The Republican Party Committee on Resolutions aka the platform committee has been meeting in Tampa, Fla., to finalize a draft to present to delegates at the national convention next week.
Reports this week indicate that the proposed platform will reflect the influence of the Christian right and contain a call for a constitutional amendment to ban same-sex marriage and a vigorous defense of the anti-gay Defense of Marriage Act.
Responding, R. Clarke Cooper of the Log Cabin Republicans, said, “The obsessive exclusion of gay couples, including military families, from the rights and responsibilities of marriage, combined with bizarre rhetoric about ‘hate campaigns’ and ‘the homosexual rights agenda’ are clear signs of desperation among social conservatives who know that public opinion is rapidly turning in favor of equality.”
Reports also indicate that the platform will call for a constitutional amendment outlawing abortion.
Representatives from several advocacy groups cautioned the committee against drafting a platform limited to one, faith-based viewpoint – that of the Christian right.
The call came from officials with Republicans for Choice, Catholics for Choice, the Log Cabin Republicans and the National Council of Jewish Women.
Republicans for Choice released data on Aug. 22 showing that views on access to reproductive health care including contraception and abortion are not at all universal for those aligned with the Republican Party.
In a broad poll, when asked “Regardless of your personal view on abortion, who do you think should make the decision on whether or not to have an abortion, a woman or her government?” nearly 80 percent of those who identified as Republicans agreed strongly that the decision should be made by a woman.

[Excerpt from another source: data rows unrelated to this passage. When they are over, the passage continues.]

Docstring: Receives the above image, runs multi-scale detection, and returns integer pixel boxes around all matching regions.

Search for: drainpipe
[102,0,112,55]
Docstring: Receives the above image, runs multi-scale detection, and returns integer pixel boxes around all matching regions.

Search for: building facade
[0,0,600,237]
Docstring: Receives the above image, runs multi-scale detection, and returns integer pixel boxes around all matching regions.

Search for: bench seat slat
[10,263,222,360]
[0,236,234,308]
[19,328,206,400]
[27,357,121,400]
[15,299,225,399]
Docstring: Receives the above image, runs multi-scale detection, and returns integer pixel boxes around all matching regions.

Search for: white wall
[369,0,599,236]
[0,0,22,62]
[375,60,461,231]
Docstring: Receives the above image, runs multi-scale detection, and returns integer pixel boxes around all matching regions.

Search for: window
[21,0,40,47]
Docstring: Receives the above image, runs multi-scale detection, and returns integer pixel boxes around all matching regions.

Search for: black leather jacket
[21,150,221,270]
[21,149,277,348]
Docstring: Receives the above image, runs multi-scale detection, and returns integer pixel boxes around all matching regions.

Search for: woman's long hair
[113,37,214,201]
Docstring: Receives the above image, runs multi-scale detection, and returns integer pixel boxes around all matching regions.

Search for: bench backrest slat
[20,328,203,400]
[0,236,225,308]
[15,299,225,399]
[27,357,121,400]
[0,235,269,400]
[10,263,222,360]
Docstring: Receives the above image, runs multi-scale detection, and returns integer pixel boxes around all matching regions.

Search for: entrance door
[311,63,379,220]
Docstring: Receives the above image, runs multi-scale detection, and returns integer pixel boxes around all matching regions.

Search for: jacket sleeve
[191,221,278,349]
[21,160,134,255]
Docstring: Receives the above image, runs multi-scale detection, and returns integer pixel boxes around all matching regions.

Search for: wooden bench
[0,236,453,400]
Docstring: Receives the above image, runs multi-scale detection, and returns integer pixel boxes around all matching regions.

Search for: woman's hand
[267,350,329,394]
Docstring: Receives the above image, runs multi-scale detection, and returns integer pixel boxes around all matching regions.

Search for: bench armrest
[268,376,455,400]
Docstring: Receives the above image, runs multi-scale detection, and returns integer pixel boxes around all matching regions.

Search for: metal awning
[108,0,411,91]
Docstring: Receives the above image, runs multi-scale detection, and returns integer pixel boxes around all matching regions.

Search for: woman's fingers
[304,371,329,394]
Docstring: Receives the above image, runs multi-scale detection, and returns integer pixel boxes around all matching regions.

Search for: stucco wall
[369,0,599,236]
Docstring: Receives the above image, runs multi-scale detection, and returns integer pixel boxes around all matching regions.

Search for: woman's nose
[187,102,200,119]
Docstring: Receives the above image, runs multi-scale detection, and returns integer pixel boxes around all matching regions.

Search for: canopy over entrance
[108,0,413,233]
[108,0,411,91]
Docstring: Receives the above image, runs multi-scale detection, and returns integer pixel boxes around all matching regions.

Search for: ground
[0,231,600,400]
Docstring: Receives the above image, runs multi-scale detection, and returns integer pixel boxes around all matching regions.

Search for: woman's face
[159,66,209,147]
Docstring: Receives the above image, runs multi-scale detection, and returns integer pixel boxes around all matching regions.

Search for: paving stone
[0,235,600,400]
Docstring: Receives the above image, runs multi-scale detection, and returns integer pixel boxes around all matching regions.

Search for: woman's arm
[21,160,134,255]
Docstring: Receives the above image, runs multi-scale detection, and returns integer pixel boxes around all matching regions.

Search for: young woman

Also, 70 percent of those who identified as pro-life said that they agree strongly the decision should be made by a woman and not the government.
“Republicans in good faith don’t use faith to discriminate. They recognize the hypocrisy of advocating government get out of the boardroom but not the bedroom. They understand as well that they need to welcome and embrace voters of all religious persuasions, not just the few who have dominated the discussions in the recent past,” said Ann Stone, national chairman of Republicans for Choice.
Jon O’Brien, president of Catholics for Choice, said, “Polls done across the political spectrum show the majority of Republicans, like the majority of Americans, do not agree that abortion should be illegal. It’s important that the current leadership of the party is challenged to better reflect the views of GOP voters — which are overwhelmingly pro-choice. Too many in the current leadership have been convinced by the United States Conference of Catholic Bishops that recent advances in the provision of family planning are an attack on religious freedom. This is completely bogus.”
LCR programs director Casey Pick added, “A true commitment to the values of freedom, religious liberty and individual conscience should guide our party to embrace a broader range of opinion on these deeply personal subjects. The GOP’s ideological diversity is a strength to be embraced.”
“Any discussion about access to abortion needs to begin with protecting women’s health,” said Nancy K. Kaufman, CEO of the National Council of Jewish Women. “Instead, we have here a presumption that one religious view of conception and abortion can and should be imposed on everyone. As challenges to women’s access to abortion continue, we must remember what is truly at stake, lest we risk losing this war of attrition on women’s health and rights.”